Eddington se quedó pensándolo largo rato.

—No sé si es usted un demonio disfrazado de mujer o la víctima de todos los que la rodean.

—Yo me pregunto lo mismo cada día, milord. Supongo que soy un poco ambas cosas. —Y se puso en pie, obligándolo a él a hacer lo mismo—. Si averigua la respuesta, no dude en hacérmela saber, por favor.

El conde rodeó la mesilla y se detuvo frente a Maria. Pretendía intimidarla con su altura y su fuerte físico, pero ella no se dejó amedrentar. En lo que a esa relación se refería, Maria tenía todo el poder. Eddington no tenía nada sin ella, sólo conjeturas, lo que equivalía a nada si quería penetrar las defensas de St. John.

—Tenga cuidado —le advirtió Eddington en una voz baja que destilaba peligro—. Esta noche me iré de la ciudad y estaré fuera dos semanas, pero me mantendré informado sobre usted.

—Por supuesto.

El conde partió segundos más tarde y Maria se puso en pie y se retiró a su despacho, donde escribió una carta para Welton y se la mandó. Alguien llamó a la puerta, que ella había dejado abierta, y cuando se volvió, vio a Simon y le sonrió.

—Pareces el gato que se ha comido al canario —le dijo él.

—He convencido a Eddington para que financie la búsqueda de Amelia.

—¿Se lo has contado? —le preguntó él, enarcando una ceja.

—No —le contestó con picardía.

Simon se acercó y se sentó en una de las dos sillas que Maria tenía frente al escritorio.

—El conde quiere averiguar lo mismo que Welton. ¿A cuál de los dos tienes intención de contarle lo que sabes?

Ella soltó el aliento.

—Todavía no lo he decidido. Si se lo cuento a Eddington, tal vez pueda ayudarme con Welton cuando encuentre a Amelia. Pero hará ahorcar a Christopher.

—Conque Christopher, ¿eh? —se burló.

—Si se lo cuento a Welton —prosiguió Maria como si Simon no hubiese dicho nada—, intentará chantajear a St. John o a quien sea que esté involucrado. Yo me quedaré tal como estoy, pero St. John seguirá con vida. Claro que éste bien podría ocuparse de Welton y ahorrarme todos estos dolores de cabeza. Ahora que conozco al pirata, puedo afirmar que esta vez Welton apunta demasiado alto.

—O podrías contarle a St. John la verdad sobre Welton y Eddington a cambio de que él te ayudase a recuperar a Amelia —sugirió Simon.

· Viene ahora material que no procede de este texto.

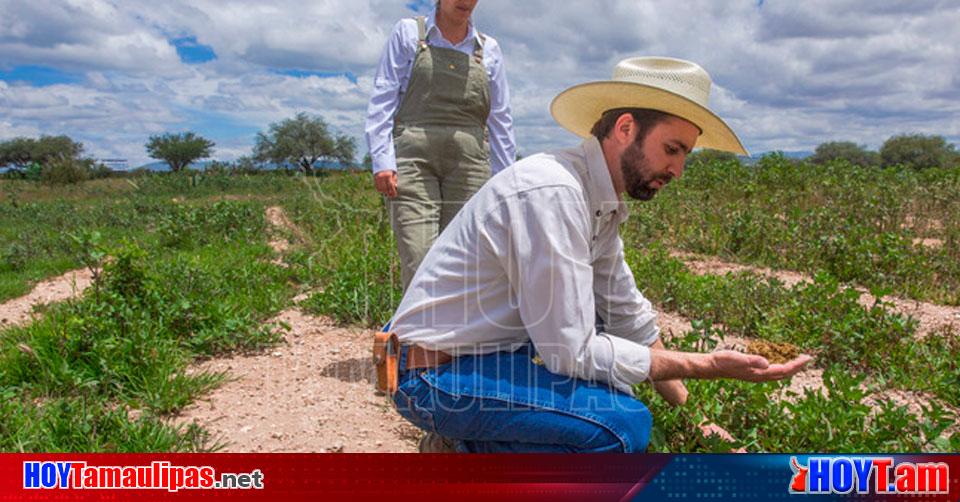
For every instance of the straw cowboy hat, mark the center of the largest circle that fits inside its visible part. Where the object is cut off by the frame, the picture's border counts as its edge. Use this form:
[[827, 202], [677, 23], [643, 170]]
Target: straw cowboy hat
[[669, 85]]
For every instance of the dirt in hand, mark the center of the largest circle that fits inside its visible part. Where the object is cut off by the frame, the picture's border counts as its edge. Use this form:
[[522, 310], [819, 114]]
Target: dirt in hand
[[776, 353]]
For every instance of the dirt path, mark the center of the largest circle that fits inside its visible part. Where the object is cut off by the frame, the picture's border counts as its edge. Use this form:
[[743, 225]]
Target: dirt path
[[19, 310], [313, 393], [931, 318]]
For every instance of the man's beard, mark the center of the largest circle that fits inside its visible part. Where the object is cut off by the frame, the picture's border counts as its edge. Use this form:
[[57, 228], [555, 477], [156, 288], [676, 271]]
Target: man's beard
[[637, 174]]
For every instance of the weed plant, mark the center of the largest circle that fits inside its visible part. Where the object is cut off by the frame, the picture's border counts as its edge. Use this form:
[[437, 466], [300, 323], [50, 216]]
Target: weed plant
[[859, 224]]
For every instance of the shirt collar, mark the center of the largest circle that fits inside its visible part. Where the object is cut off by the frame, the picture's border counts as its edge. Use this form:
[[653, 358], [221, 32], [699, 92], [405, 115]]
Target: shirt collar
[[431, 25], [603, 197]]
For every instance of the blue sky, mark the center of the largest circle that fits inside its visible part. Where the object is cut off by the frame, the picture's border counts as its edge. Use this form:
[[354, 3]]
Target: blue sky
[[788, 75]]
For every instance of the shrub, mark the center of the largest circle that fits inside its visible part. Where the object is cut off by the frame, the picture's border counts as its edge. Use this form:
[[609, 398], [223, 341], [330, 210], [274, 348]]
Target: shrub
[[65, 170], [917, 151], [845, 150]]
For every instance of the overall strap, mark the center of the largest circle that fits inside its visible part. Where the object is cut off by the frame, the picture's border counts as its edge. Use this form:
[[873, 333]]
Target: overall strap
[[422, 32], [478, 47]]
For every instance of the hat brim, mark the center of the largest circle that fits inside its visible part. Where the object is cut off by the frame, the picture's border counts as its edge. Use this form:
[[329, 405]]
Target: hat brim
[[579, 107]]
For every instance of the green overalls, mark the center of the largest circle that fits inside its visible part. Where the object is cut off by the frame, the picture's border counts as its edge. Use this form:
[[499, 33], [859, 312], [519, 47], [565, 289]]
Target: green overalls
[[442, 152]]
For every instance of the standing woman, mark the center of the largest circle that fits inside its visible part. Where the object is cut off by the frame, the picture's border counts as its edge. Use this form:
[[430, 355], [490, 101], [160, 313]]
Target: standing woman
[[438, 123]]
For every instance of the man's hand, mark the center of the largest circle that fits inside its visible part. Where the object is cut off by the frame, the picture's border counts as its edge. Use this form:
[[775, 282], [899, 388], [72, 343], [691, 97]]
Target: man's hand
[[733, 364], [671, 365], [386, 183]]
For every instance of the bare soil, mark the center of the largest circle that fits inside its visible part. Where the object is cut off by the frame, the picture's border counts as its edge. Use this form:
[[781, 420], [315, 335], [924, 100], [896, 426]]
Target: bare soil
[[20, 310], [313, 393], [931, 318]]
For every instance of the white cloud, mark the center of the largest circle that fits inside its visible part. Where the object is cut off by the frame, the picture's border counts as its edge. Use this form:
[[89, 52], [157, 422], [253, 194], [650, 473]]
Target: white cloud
[[788, 75]]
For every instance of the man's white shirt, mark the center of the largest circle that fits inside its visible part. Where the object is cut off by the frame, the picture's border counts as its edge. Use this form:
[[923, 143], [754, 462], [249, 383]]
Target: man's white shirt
[[534, 256]]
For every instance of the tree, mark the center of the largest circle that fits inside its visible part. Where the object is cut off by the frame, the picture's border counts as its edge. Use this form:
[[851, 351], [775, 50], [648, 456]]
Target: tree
[[303, 141], [917, 151], [708, 156], [22, 152], [845, 150], [179, 150]]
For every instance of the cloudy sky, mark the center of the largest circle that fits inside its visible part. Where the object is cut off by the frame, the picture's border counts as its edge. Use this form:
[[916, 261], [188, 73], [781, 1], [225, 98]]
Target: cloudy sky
[[788, 75]]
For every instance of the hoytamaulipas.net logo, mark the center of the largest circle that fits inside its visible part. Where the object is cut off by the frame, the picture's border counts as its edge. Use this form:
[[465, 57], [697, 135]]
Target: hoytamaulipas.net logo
[[868, 475], [159, 475]]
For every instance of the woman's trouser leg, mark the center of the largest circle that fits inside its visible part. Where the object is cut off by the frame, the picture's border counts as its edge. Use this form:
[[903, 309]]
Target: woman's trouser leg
[[415, 211]]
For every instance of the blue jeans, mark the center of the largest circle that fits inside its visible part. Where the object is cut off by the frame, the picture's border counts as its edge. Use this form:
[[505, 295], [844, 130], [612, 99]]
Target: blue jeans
[[505, 402]]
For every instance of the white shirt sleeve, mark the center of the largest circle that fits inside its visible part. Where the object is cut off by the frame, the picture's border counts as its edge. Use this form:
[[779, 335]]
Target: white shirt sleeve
[[544, 244], [395, 62], [625, 311], [503, 146]]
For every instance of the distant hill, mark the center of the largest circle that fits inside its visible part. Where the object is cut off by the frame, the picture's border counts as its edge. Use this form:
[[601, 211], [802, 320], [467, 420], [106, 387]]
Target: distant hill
[[161, 166]]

Maria sabía lo mucho que le había costado a su amigo decir eso, reconocer que St. John podía ayudarla de un modo que él no había sido capaz. El hecho de que Simon fuera capaz de dejar a un lado su orgullo para verla feliz demostraba el profundo afecto que sentía por ella.

—Ya lo he pensado. —Maria se puso en pie y se acercó a él. Le sujetó el rostro entre las manos y le besó la frente en señal de agradecimiento—. Pero hasta que sepa por qué lo dejaron libre y qué papel juega en todo esto no puedo confiar en él.

Simon tiró de ella y se la sentó en el regazo.

—Entonces ¿qué vamos a hacer ahora?

—Le he pedido a Welton que venga a verme. Le diré que me voy de vacaciones. Tengo que curarme y ya va siendo hora de que investiguemos fuera de Londres. Tenemos dinero para ampliar nuestra búsqueda. Lo mejor para todos sería que encontráramos a Amelia antes de tomar ninguna decisión. Si ella estuviera conmigo, todo cambiaría por completo.

—Iré a hacer los preparativos —asintió él.

—¿Cuánto hace que dura esta situación? —preguntó Christopher, enfadado.

—Unas semanas —contestó Philip subiéndose las gafas—. Me he enterado esta misma tarde y he venido a contártelo.

Christopher apoyó la cadera en la mesa de su despacho y se cruzó de brazos antes de contestar.

—¿Por qué no me lo dijeron de inmediato?

—El encargado pensó que podía ocuparse él solo.

—Cuando una banda rival intenta apoderarse de mi territorio, soy yo quien se ocupa. Dios santo, les das un dedo y se quedan el brazo entero. A este paso se habrían apropiado de toda la costa.

Alguien llamó a la puerta y Christopher gritó que podían pasar. Cuando vio a su ayuda de cámara, le dijo:

—Nos iremos dentro de unas horas y estaremos fuera como mínimo dos semanas.

—Sí, señor. —El sirviente hizo una reverencia y se fue.

—¿Puedo acompañarte? —le preguntó Philip.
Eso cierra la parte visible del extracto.